Spector: No, I’m not worried about money right now.

GamesBeat: Given that there is this very different environment out there, do you have any counsel for people who are considering raising money? Is this the best time to raise money for games?

Spector: Every time is the best of times and worst of times. That’s where we are now. The best part of it is, there’s a lot of activity, both on the publishing side and the M&A side. Everywhere there can be activity, there is activity. The cool thing about where we are right now, anybody who has an idea can get an engine to make it in. There are so many ways to reach an audience and so many business models. Nobody knows what they’re doing. It’s kind of the wild west. But that means there’s opportunity.

That also means there are thousands of people making games. The fight for attention, not just at the player level, but at the publisher level, the funding level–there’s a lot of competition. You need a way to stand out. Luckily Paul and I have reputations enough that it opens doors. But for a lot of people, that’s just not going to be possible. I’m not sure how I could counsel them.

Warren Spector and Paul Neurath started OtherSide Entertainment

GamesBeat: We saw Gabe Newell’s comment on the metaverse and NFTs now, calling them a lot of insanity. I don’t know if you see those things the same way, or if you have a different perspective.

Spector: Here’s where I’m going to get in trouble. I’m literally going to have people giving me hell about what I’m about to say, but I really don’t think I care. NFTs are ridiculous. I do not understand why anybody would want to climb on that bandwagon. Ownership of virtual goods that can be instantly reproduced in unlimited quantities. Who thinks that’s a good idea? So NFTs, I have no interest.

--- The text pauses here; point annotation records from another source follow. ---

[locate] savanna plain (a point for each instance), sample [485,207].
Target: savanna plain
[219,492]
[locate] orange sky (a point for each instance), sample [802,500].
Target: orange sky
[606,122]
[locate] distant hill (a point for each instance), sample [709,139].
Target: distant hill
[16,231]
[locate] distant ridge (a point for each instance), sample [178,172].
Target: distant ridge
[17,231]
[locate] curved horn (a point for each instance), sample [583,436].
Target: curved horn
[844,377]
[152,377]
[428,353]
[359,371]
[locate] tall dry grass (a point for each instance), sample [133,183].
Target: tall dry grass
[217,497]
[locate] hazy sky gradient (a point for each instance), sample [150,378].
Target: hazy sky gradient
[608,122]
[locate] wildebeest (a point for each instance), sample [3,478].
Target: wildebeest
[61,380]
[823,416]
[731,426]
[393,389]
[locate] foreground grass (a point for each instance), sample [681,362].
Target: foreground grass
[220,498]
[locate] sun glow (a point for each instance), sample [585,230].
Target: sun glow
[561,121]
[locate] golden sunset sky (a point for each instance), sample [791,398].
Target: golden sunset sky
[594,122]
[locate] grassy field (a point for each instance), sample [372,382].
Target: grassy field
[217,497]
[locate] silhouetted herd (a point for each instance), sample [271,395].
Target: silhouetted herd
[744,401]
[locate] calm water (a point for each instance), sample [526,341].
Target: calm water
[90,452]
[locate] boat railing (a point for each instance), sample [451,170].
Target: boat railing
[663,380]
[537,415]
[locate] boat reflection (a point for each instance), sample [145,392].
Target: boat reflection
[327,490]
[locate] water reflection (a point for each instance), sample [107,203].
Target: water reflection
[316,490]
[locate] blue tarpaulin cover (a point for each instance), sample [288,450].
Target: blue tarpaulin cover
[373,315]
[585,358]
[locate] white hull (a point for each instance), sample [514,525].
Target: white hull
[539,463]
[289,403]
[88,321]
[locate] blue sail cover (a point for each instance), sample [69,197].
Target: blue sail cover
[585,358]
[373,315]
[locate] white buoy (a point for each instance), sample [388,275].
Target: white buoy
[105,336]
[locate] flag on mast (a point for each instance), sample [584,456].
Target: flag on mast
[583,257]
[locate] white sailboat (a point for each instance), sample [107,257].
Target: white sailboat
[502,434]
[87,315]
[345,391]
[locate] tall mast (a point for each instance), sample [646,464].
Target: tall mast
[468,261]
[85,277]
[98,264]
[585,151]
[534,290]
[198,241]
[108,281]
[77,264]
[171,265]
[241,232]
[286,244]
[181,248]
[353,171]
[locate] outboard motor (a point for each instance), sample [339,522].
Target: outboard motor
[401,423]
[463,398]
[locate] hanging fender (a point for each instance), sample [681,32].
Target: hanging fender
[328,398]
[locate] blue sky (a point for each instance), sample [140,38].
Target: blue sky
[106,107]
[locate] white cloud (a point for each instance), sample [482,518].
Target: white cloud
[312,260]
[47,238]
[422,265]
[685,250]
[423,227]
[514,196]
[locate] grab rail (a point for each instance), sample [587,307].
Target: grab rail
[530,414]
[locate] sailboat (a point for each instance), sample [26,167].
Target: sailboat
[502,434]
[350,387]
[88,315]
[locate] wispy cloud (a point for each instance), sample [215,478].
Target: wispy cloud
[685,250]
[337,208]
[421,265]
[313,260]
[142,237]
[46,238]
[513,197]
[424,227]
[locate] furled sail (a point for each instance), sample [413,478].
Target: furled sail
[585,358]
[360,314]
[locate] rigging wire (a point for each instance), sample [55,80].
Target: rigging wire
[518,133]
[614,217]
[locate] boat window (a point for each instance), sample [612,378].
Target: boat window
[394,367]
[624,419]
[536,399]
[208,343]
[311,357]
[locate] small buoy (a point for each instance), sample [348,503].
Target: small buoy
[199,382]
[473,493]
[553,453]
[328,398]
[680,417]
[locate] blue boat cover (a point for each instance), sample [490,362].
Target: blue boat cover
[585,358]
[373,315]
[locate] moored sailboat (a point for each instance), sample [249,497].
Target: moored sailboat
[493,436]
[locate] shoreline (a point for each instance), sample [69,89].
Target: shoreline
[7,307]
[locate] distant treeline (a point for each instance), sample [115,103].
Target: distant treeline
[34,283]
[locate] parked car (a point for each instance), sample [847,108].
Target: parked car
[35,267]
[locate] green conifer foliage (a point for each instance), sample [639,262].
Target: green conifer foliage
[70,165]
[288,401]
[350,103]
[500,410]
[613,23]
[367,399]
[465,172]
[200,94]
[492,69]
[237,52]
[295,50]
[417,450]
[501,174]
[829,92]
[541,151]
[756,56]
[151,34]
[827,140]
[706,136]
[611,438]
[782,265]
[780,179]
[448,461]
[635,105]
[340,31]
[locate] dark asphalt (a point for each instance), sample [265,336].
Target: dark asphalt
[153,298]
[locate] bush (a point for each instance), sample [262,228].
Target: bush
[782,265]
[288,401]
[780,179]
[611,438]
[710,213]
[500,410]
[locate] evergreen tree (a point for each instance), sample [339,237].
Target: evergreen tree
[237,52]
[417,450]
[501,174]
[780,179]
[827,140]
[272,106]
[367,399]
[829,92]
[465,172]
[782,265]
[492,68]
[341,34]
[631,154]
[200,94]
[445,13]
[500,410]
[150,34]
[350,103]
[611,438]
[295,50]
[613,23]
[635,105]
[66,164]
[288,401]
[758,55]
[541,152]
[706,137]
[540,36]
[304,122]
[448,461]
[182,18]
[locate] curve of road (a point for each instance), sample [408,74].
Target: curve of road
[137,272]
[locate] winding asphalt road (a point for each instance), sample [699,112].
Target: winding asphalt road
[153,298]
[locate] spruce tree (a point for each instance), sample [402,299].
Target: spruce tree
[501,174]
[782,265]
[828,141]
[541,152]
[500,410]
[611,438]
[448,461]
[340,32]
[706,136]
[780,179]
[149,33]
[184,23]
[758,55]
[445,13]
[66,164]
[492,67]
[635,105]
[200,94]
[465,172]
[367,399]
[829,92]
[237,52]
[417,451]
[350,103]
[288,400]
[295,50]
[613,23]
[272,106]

The metaverse, sure, maybe someday, but honestly it’s going to be long after I’m gone. I’m happy about that. I like living in the real world. I don’t particularly find putting on a headset and interacting virtually with other people, not knowing if my wife is coming up behind me with a baseball bat–that just doesn’t appeal to me. And it’s not like you can look at the current social media landscape and say, “Hey, that’s great!” I haven’t been on social media in two years, almost three years now. I just gave it up. I was tired of people giving me grief, tired of the time it was taking up. It didn’t add anything to my life.

I always told people when I was doing it–it’s like playing Dungeons and Dragons, where the number of followers you have is your level. If you have a lot of followers you’re a winner, or you’re powerful in some way. I just want to make games.

GamesBeat: It’s always interesting to see who’s diving in and who’s not. There’s that contrast between tradition and innovation, I guess, or tradition and the latest new scam?

Spector: I wouldn’t say “scam.” Prediction is a fool’s game. It might be that the metaverse is the future, that VR is the future. Although VR does come along every 10 years to save whatever medium needs saving. I’m a little dubious. Maybe this time it’ll happen. There are still some challenges ahead. If you look at how much money Meta has put into that and how little they’ve gotten out, somebody’s rolling some pretty big dice there. We’ll see. Maybe I’m wrong. I just think we’re a ways away from that being a thing.

AR is a little more interesting to me, but even that–just let me make my games. I don’t even think of that as traditionalist. I think there’s still so much innovation ahead of us just in flat-screen games. We haven’t explored everything the medium can and should do. What I’m doing right now, my team is terrified, as they should be. That’s a good thing. If you’re not scared you’re not working hard enough.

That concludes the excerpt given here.